Last night, despite the outside attractions of the Northern Lights, apparently visible in the south of England, a warm fire, good company, wine and popcorn kept six and a half of us indoors. This was only half of our full book group, as two were so emotionally affected by the book that they didn't attend, two were off meeting literary folk at the Bath Festival, and one/half has post-India disease, possibly malaria.
It was a good group nonetheless, though less intense than it sometimes is. Friday evening finds those of us who work (three out of six of us at last night's group) pretty tired. No-one has ever fallen asleep and they didn't last night. Opinion was somewhat divided about how good a book it was, but not to the extent of arm waving or shouting. Certainly not as I see on Goodreads, where it is either rated 1 or 5! One of our book group, who is the most frequent offender for not finishing a book as he finds it too awful, said it was one of the ten best books he has ever read! 

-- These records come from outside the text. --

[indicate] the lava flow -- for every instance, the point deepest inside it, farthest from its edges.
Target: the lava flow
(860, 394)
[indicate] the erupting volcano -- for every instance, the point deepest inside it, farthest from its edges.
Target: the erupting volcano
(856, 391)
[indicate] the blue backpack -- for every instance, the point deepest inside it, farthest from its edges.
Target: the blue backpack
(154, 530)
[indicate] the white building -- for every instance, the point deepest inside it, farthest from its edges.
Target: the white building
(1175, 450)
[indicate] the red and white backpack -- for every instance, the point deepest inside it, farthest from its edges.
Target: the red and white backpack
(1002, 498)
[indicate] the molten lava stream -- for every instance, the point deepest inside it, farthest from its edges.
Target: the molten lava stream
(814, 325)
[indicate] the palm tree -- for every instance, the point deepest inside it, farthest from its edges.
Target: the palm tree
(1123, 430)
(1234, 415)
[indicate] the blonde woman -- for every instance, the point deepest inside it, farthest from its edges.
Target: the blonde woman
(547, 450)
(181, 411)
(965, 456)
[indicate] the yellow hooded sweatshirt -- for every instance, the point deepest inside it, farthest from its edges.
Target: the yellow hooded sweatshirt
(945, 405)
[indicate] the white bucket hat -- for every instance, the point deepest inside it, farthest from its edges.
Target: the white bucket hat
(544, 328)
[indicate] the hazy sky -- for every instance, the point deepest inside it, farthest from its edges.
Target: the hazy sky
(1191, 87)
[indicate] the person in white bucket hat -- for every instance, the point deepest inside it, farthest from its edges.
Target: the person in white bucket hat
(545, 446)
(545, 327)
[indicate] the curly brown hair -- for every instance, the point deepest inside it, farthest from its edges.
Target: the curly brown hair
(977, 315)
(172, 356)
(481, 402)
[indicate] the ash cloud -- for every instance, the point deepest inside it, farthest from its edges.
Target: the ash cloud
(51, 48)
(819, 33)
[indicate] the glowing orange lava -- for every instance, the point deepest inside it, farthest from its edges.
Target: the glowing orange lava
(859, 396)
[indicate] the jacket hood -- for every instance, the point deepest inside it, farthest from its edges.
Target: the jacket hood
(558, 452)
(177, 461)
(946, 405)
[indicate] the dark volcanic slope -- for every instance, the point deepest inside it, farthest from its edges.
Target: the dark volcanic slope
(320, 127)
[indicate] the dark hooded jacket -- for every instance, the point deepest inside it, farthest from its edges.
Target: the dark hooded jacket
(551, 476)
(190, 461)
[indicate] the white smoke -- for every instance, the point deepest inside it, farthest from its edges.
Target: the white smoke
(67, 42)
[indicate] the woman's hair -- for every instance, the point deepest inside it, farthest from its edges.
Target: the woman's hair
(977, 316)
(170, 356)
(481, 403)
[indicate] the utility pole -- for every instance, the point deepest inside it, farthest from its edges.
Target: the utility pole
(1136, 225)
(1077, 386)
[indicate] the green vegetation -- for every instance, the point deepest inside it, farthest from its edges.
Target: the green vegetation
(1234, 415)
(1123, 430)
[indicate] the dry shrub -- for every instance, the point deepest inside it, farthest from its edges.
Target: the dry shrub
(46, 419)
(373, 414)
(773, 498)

For my thoughts, see my review in Goodreads

We moved straight on to watching the film, which thankfully is not very long. Everyone stayed awake for that too. The popcorn supply held out and there was tea and coffee, though no break, at 10pm. We found that the film simplified the story a great deal both its plot and emotional content. The plot had to be simplifie as there was too much without making it a very long film with a lot of explanatory dotting backwards and forwards in history. The emotions? Well, that was disappointing, and I don't know that it was necessary. One of the central aspects of the story is Oskar's relationship with his mother in the year aftermath of his father's death. All the way through the book one asks oneself: 'Where is she?'. 'Why is she letting her nine year old son be so independent, so ignored?' Then at the end, this is answered to an extent, with the reader allowed to continue to guess and fill in. The film didn't allow this, and put in a weepy cuddly-again scene between Oskar and his mother at the end. We are told that she knew EVERYTHING about him, had in fact been tracking him and arranging his life. Nothing was left to infer. Tidy, and perhaps how one might want a mother/son relationship to be. Not as Foer meant, I think, and just not believable from a practical point of view: how did this woman find the time to track her son about New York and work, without him noticing her absence?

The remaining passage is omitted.